The first station represents the formation of the building blocks of life on Earth, approximately 4 billion years ago. It is located on the Plön Market Bridge, near the start of the Plön Planet Walk.

=== 3000 Mya: photosynthesis ===
The second station describes the evolution of the molecular mechanism for photosynthesis.

=== 2400 Mya: atmospheric oxygen ===
The third station describes the rise in atmospheric oxygen on young earth, and the extinction event that resulted.

=== 1800 Mya: modern cells ===
The fourth station is related to the evolution of eukaryotic cells.

=== 1000 Mya: predecessors of animals ===
The fifth station describes the evolution of Choanoflagellates. These organisms are the closest relatives to Metazoa.

=== 800 Mya: snowball Earth ===
The sixth station discusses the second planetary-scale icing event that resulted in Snowball Earth, the break-up of the super-continent of Rodinia. This station is located on the shore of the Großer Plöner See, directly in front of the Plön Hauptbahnhof (Plön main station).

=== 560 Mya: Cambrian explosion ===
The seventh station outlines the effects of the Cambrian explosion, in which a large number of animal forms emerged within a relatively short evolutionary time period. This station is located near the Altes Fährhaus, which was the building originally opened by Otto Zacharias as the Plön Biological Station in 1917, before the laboratory was moved to the location of the current Max Planck Institute for Evolutionary Biology.

=== 480 Mya: conquering the land ===
The eighth station outlines the development of Earth's protective ozone layer and the subsequent colonization of plants, insects, and limbed vertebrates out of the oceans and onto land.

=== 251 Mya: start of the age of the dinosaurs ===
The ninth station describes the Permian–Triassic extinction event that paved the way for the Mesozoic era and the evolution of dinosaurs.

=== 66 Mya: start of the age of the mammals ===
The tenth station describes the extinction of the dinosaurs and the subsequent filling of their niche by mammals.
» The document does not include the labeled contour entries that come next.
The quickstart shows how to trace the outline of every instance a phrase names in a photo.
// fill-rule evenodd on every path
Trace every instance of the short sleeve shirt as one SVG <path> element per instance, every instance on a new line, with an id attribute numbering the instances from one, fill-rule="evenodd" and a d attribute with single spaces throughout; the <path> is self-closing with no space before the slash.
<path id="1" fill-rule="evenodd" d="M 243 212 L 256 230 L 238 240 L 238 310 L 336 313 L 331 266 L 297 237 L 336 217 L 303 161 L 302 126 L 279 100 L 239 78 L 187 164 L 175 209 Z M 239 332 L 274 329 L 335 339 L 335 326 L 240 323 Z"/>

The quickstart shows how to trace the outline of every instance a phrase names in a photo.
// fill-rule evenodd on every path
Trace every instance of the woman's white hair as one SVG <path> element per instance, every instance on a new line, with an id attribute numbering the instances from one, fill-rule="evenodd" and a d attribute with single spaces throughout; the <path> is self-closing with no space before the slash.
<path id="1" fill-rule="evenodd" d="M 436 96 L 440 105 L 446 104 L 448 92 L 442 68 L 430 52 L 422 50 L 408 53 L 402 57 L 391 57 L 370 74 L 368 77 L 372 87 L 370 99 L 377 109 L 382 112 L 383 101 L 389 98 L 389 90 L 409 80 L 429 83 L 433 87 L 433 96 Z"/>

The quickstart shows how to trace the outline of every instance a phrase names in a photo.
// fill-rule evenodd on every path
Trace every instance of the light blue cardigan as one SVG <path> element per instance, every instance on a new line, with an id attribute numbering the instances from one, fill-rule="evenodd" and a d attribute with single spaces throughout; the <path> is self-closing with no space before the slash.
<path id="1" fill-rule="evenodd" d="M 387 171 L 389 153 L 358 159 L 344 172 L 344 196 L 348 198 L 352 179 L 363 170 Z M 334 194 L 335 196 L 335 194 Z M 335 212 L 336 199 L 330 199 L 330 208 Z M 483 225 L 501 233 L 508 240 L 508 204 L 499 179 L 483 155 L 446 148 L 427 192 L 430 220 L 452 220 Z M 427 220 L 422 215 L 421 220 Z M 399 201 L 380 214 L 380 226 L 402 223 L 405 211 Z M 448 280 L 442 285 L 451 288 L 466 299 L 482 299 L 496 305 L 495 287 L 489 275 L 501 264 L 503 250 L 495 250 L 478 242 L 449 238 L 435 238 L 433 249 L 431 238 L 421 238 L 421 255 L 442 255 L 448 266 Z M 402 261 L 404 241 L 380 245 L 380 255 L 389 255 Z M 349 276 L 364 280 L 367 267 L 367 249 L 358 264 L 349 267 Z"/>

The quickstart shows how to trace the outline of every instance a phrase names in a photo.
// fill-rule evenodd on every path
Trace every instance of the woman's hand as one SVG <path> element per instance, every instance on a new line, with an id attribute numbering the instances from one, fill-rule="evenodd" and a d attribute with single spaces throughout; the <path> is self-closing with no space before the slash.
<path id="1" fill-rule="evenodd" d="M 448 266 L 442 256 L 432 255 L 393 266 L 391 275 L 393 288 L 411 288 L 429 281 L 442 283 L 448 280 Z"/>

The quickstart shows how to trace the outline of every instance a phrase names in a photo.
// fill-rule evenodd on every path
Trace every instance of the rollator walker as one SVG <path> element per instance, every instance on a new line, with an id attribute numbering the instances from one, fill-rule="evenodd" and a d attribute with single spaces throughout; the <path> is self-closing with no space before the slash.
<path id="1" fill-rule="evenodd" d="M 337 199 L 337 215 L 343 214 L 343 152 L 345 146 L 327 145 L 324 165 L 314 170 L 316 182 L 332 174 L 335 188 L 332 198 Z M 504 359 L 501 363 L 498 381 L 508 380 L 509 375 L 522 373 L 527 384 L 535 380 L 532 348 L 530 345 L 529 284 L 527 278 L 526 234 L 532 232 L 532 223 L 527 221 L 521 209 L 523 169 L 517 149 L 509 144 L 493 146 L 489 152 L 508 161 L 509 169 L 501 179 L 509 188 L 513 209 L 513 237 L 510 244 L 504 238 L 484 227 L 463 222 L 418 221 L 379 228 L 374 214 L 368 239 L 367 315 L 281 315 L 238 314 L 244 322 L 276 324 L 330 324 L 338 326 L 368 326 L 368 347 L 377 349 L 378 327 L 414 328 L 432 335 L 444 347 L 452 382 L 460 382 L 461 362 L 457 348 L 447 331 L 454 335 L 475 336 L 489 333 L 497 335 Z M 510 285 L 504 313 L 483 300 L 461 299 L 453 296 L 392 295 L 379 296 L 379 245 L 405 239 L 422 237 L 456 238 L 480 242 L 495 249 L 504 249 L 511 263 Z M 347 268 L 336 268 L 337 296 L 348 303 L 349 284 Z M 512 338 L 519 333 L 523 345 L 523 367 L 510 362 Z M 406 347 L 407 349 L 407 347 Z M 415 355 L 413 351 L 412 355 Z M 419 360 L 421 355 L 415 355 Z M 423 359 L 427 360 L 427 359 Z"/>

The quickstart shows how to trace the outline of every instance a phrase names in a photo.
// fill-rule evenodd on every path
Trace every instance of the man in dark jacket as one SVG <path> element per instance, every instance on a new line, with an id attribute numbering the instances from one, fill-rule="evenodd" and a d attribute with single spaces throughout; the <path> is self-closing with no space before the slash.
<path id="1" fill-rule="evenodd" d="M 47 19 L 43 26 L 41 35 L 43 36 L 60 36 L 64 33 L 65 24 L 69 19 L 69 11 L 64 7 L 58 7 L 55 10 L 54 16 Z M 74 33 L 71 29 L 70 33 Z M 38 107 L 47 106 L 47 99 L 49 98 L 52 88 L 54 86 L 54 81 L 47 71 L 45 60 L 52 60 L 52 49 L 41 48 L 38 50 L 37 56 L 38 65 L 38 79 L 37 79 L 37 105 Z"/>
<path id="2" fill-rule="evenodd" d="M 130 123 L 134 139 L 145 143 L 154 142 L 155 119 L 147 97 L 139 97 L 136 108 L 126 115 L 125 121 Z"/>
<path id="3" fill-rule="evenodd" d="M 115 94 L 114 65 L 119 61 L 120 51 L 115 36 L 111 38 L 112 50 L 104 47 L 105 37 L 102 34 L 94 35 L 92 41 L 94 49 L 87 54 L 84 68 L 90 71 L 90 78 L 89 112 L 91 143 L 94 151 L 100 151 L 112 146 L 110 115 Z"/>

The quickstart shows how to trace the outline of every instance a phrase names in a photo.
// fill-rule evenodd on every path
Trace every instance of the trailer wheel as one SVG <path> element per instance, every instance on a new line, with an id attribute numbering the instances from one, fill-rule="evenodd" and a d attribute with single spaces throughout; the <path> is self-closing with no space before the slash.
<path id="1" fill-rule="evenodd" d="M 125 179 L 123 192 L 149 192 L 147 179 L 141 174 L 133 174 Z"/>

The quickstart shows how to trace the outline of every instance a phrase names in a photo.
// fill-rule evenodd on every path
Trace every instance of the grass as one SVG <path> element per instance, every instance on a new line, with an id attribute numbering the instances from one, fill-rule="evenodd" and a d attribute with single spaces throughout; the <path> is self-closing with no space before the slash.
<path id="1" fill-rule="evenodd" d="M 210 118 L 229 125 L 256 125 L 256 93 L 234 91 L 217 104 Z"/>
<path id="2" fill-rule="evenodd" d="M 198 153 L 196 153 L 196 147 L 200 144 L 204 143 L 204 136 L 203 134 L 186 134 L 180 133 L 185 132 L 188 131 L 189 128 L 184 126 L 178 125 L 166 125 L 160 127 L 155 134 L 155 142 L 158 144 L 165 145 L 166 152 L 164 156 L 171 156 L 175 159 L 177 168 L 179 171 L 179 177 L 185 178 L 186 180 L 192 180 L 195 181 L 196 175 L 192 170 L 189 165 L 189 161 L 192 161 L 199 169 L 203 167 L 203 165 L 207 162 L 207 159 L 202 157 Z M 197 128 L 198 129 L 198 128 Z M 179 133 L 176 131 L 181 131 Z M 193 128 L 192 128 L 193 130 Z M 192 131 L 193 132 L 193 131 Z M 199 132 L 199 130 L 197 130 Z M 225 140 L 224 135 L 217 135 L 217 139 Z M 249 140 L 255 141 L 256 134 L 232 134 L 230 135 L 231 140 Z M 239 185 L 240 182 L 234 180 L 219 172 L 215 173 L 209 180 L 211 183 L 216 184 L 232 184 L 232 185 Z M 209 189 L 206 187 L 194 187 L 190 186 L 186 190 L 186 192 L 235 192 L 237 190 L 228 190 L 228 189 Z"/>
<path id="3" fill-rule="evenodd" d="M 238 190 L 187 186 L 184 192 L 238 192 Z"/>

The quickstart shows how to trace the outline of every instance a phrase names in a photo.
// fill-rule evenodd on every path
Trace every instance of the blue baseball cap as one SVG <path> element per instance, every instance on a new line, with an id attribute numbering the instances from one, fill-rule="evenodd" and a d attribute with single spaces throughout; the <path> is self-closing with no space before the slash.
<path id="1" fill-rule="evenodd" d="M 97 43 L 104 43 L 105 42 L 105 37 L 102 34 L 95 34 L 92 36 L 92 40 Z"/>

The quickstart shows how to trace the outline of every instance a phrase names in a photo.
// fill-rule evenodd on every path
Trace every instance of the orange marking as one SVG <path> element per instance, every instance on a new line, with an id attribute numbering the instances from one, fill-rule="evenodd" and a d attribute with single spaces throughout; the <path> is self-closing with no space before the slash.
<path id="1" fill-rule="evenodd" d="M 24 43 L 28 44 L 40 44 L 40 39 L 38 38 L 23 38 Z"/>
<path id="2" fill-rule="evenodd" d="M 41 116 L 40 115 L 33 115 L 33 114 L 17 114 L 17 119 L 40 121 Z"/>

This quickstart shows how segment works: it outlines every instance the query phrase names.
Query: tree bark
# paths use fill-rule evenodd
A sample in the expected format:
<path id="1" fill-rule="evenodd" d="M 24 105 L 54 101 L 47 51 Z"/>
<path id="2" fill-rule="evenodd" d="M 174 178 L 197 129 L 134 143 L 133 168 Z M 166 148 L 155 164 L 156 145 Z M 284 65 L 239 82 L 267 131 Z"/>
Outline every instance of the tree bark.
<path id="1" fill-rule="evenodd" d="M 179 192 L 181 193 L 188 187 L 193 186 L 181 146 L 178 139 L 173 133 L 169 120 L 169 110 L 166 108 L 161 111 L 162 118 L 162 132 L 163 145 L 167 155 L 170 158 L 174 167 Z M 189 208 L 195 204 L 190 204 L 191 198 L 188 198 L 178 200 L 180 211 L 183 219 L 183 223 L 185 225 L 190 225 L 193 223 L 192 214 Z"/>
===5 Mya: evolution of humans===

The final station describes the evolution of humans and their migration out of Africa. It is located on August-Thienemann-Straße, outside of the Max Planck Institute for Evolutionary Biology.

== Table of represented ages and distances ==
Table of Represented Ages and Scaled Distances
| Station | Million Years Ago (Mya) | Scaled Distance (meters) |
| Origin of Life | 3,850 | 0 |
| Photosynthesis | 3,000 | 130 |
| Atmospheric Oxygen | 2,400 | 260 |
| Modern Cells | 1,800 | 390 |
| Predecessors of Animals | 1,000 | 520 |
| Snowball Earth | 800 | 650 |
| Cambrian Explosion | 560 | 780 |
| Conquering the Land | 480 | 910 |
| Age of the Dinosaurs | 251 | 1,040 |
| Age of the Mammals | 66 | 1,170 |
| Evolution of Humans | 5 | 1,300 |

== Reception ==
The Plön Evolution Path was met with a particularly positive response from Stadtwerke and Giordano Bruno Foundation representatives, a local group with the aim of teaching the subject of evolution to children.

The path was praised as being "aligned with the smartphone generation", with each station providing QR codes to expand the information provided through Internet links. It was also positively received for its integration with the Max Planck Institute's guided tours and lectures, with information on the path being tailored to appeal to the young and old alike.